When state or municipal aid must be given, the degree and form it takes will have much to do with the wisdom or propriety of giving it. Whether or not it should be given depends on what it is given for, how it is given, and whether general public benefit is obtained as a result. There is good reason to doubt the methods followed in some countries in building or subsidizing the building of houses for one group of the community at the expense of other groups, and it is equally questionable whether cheaper money or limited tax exemption can be given an equitable basis.
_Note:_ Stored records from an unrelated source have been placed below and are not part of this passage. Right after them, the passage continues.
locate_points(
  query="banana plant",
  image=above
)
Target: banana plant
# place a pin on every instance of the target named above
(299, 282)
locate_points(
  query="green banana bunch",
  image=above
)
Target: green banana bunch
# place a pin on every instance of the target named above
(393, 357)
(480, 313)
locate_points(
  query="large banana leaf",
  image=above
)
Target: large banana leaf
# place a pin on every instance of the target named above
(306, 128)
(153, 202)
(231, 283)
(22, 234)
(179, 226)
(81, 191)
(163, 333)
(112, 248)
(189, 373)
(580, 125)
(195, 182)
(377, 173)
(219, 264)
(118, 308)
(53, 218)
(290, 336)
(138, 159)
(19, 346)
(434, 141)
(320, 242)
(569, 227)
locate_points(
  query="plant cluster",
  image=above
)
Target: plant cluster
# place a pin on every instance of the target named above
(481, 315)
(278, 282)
In connection with the reconstruction of slum areas and the renovation of blighted districts, much public aid to housing can be undertaken without actual subsidizing of house building as a charitable undertaking. When this reconstruction or renovation is essential for the benefit of the whole community, it may properly be paid for out of the public purse and the incidental housing improvement may be welcomed. There are cases also where a government may properly incur expense to create an object lesson in better housing. One thing which it is always proper for a government to do is to purchase land for small parks and playgrounds as a means of providing more space in congested areas, and it is in this respect that so much can be done as a means of removing one of the worst defects of slum districts.

When state or municipal aid is given, it usually takes one or more of the following forms: First, granting loans at low rates of interest to individuals, public-utility societies or municipalities; second, granting outright subsidies to individuals or to others for the construction of houses having a certain standard; third, direct state action to provide houses for sale or for rent; and fourth, exempting houses of a specified cost and character from taxation for a limited time.